* + mm-swap-use-swap-cache-as-the-swap-in-synchronize-layer.patch added to mm-new branch
@ 2025-12-20 22:05 Andrew Morton
0 siblings, 0 replies; only message in thread
From: Andrew Morton @ 2025-12-20 22:05 UTC (permalink / raw)
To: mm-commits, yosry.ahmed, rafael, nphamcs, chrisl, bhe,
baolin.wang, baohua, kasong, akpm
The patch titled
Subject: mm, swap: use swap cache as the swap in synchronize layer
has been added to the -mm mm-new branch. Its filename is
mm-swap-use-swap-cache-as-the-swap-in-synchronize-layer.patch
This patch will shortly appear at
https://git.kernel.org/pub/scm/linux/kernel/git/akpm/25-new.git/tree/patches/mm-swap-use-swap-cache-as-the-swap-in-synchronize-layer.patch
This patch will later appear in the mm-new branch at
git://git.kernel.org/pub/scm/linux/kernel/git/akpm/mm
Note, mm-new is a provisional staging ground for work-in-progress
patches, and acceptance into mm-new is a notification for others take
notice and to finish up reviews. Please do not hesitate to respond to
review feedback and post updated versions to replace or incrementally
fixup patches in mm-new.
The mm-new branch of mm.git is not included in linux-next
Before you just go and hit "reply", please:
a) Consider who else should be cc'ed
b) Prefer to cc a suitable mailing list as well
c) Ideally: find the original patch on the mailing list and do a
reply-to-all to that, adding suitable additional cc's
*** Remember to use Documentation/process/submit-checklist.rst when testing your code ***
The -mm tree is included into linux-next via various
branches at git://git.kernel.org/pub/scm/linux/kernel/git/akpm/mm
and is updated there most days
------------------------------------------------------
From: Kairui Song <kasong@tencent.com>
Subject: mm, swap: use swap cache as the swap in synchronize layer
Date: Sat, 20 Dec 2025 03:43:41 +0800
Current swap in synchronization mostly uses the swap_map's SWAP_HAS_CACHE
bit. Whoever sets the bit first does the actual work to swap in a folio.
This has been causing many issues as it's just a poor implementation of a
bit lock. Raced users have no idea what is pinning a slot, so it has to
loop with a schedule_timeout_uninterruptible(1), which is ugly and causes
long-tailing or other performance issues. Besides, the abuse of
SWAP_HAS_CACHE has been causing many other troubles for synchronization or
maintenance.
This is the first step to remove this bit completely.

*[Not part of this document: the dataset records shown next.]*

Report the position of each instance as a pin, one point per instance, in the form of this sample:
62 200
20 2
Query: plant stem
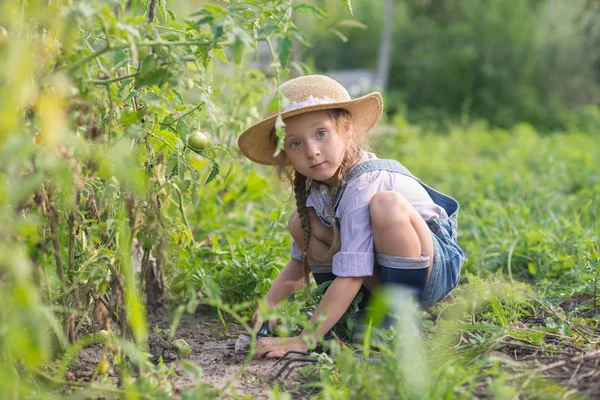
107 81
184 115
108 48
183 213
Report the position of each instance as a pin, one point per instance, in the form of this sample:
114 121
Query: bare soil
212 349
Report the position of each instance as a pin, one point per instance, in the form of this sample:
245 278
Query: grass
528 298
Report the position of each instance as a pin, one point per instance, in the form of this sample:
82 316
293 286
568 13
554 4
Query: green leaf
151 98
181 168
311 9
178 95
221 54
195 195
120 55
171 36
171 168
284 49
186 184
348 6
339 34
353 23
213 173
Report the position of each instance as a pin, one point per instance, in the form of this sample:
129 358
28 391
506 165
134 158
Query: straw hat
305 94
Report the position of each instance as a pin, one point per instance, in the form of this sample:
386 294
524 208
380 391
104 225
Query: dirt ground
212 349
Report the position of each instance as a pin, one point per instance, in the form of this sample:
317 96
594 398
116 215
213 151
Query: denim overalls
448 256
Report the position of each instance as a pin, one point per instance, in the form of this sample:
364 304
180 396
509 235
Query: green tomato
197 141
182 348
128 116
143 52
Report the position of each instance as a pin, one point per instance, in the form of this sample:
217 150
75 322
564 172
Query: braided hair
354 144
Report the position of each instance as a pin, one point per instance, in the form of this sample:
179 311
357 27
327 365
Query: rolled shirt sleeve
356 256
296 253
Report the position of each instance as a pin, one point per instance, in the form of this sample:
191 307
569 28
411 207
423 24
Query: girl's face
313 146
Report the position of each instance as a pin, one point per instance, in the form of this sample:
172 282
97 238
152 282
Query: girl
359 221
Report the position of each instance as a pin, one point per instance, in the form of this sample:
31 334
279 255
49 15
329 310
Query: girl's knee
389 208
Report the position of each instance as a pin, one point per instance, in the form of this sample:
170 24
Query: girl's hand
255 322
277 347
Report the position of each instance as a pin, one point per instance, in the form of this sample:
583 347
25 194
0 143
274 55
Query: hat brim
255 142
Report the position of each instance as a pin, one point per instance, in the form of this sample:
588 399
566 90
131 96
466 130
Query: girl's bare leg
398 230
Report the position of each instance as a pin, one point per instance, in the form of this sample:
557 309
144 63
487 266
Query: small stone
182 348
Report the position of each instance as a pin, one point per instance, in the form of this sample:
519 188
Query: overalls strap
446 202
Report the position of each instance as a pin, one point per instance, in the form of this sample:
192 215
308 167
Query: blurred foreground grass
528 299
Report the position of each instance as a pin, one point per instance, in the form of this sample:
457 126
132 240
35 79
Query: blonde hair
354 144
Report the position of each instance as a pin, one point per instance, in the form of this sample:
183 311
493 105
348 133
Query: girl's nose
312 150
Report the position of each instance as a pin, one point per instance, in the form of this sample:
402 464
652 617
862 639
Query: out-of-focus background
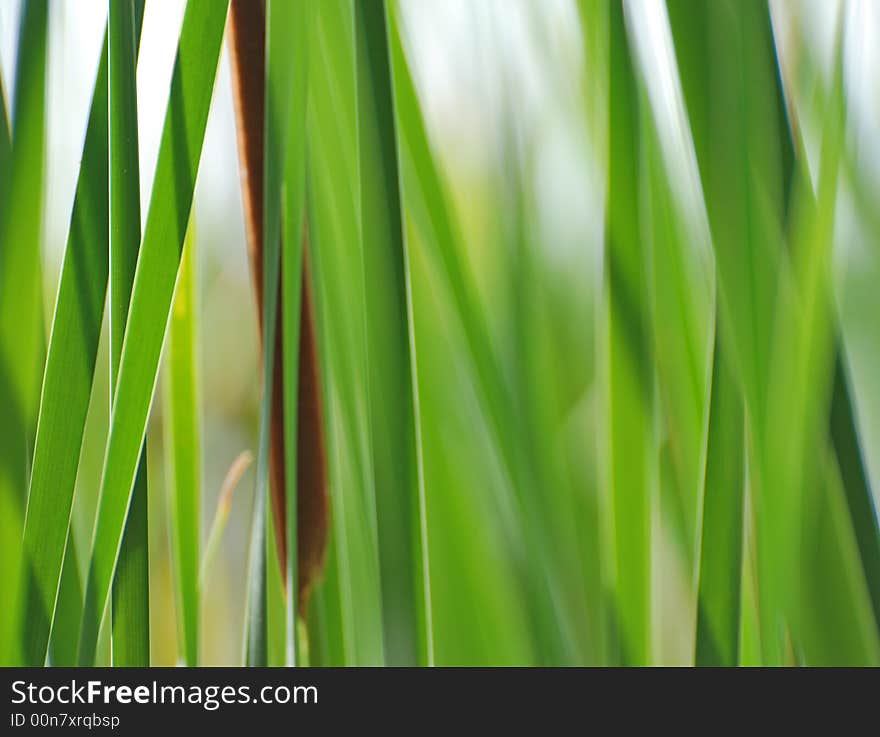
504 87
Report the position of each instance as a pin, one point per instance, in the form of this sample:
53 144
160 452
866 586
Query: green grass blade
21 308
179 152
730 82
68 610
854 477
289 31
720 571
22 337
10 506
394 418
130 609
221 514
183 433
629 365
256 646
353 611
67 383
720 536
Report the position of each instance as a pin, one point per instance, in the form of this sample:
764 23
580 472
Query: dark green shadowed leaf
854 477
179 152
68 610
718 603
131 588
21 313
390 347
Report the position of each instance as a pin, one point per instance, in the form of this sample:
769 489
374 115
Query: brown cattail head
247 26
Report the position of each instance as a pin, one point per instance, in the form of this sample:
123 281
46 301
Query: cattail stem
247 25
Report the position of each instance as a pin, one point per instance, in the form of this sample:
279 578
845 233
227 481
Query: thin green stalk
131 585
67 384
629 365
353 603
22 333
179 152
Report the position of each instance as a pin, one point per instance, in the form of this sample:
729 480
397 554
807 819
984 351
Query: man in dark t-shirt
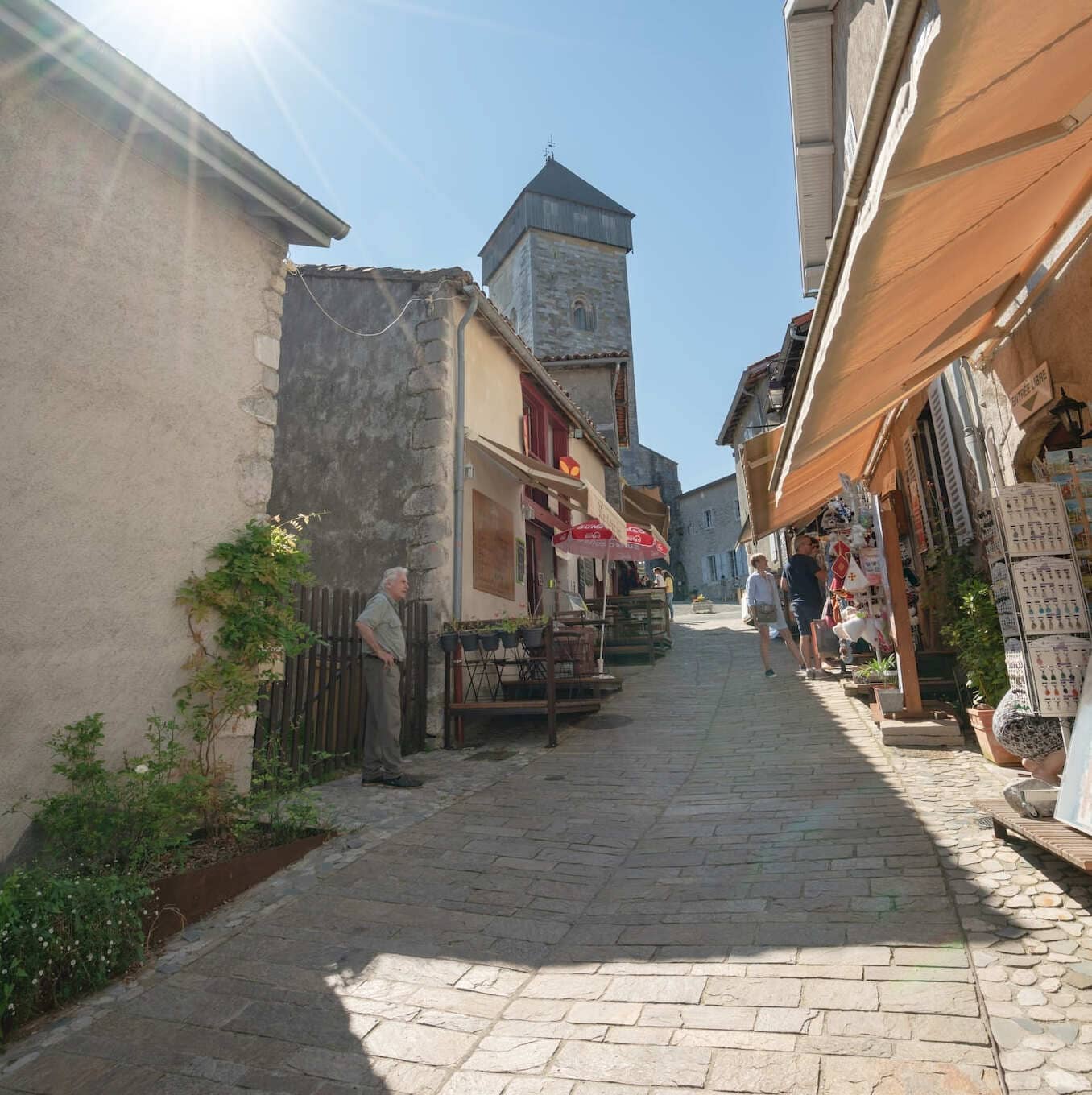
805 581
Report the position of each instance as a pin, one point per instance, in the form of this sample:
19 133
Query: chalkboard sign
494 548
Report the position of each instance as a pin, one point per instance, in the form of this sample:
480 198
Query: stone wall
697 540
511 289
1057 330
644 467
857 42
140 357
366 434
592 388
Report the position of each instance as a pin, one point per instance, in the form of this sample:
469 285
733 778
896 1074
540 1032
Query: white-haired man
380 627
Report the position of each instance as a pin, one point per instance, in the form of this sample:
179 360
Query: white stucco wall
140 324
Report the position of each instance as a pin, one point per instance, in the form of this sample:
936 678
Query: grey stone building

Now all swap in paths are using the swap cache, and both the swap cache
and swap map are protected by the cluster lock. So we can just resolve
the swap synchronization with the swap cache layer directly using the
cluster lock and folio lock. Whoever inserts a folio in the swap cache
first does the swap in work. And because folios are locked during swap
operations, other raced swap operations will just wait on the folio lock.
The SWAP_HAS_CACHE will be removed in later commit. For now, we still set
it for some remaining users. But now we do the bit setting and swap cache
folio adding in the same critical section, after swap cache is ready. No
one will have to spin on the SWAP_HAS_CACHE bit anymore.
This both simplifies the logic and should improve the performance,
eliminating issues like the one solved in commit 01626a1823024 ("mm: avoid
unconditional one-tick sleep when swapcache_prepare fails"), or the
"skip_if_exists" from commit a65b0e7607ccb ("zswap: make shrinking
memcg-aware"), which will be removed very soon.
Link: https://lkml.kernel.org/r/20251220-swap-table-p2-v5-12-8862a265a033@tencent.com
Signed-off-by: Kairui Song <kasong@tencent.com>
Reviewed-by: Baoquan He <bhe@redhat.com>
Cc: Baolin Wang <baolin.wang@linux.alibaba.com>
Cc: Barry Song <baohua@kernel.org>
Cc: Chris Li <chrisl@kernel.org>
Cc: Nhat Pham <nphamcs@gmail.com>
Cc: Rafael J. Wysocki (Intel) <rafael@kernel.org>
Cc: Yosry Ahmed <yosry.ahmed@linux.dev>
Signed-off-by: Andrew Morton <akpm@linux-foundation.org>
---
include/linux/swap.h | 6 --
mm/swap.h | 15 +++++
mm/swap_state.c | 105 ++++++++++++++++++++++-------------------
mm/swapfile.c | 39 +++++++++------
mm/vmscan.c | 1
5 files changed, 96 insertions(+), 70 deletions(-)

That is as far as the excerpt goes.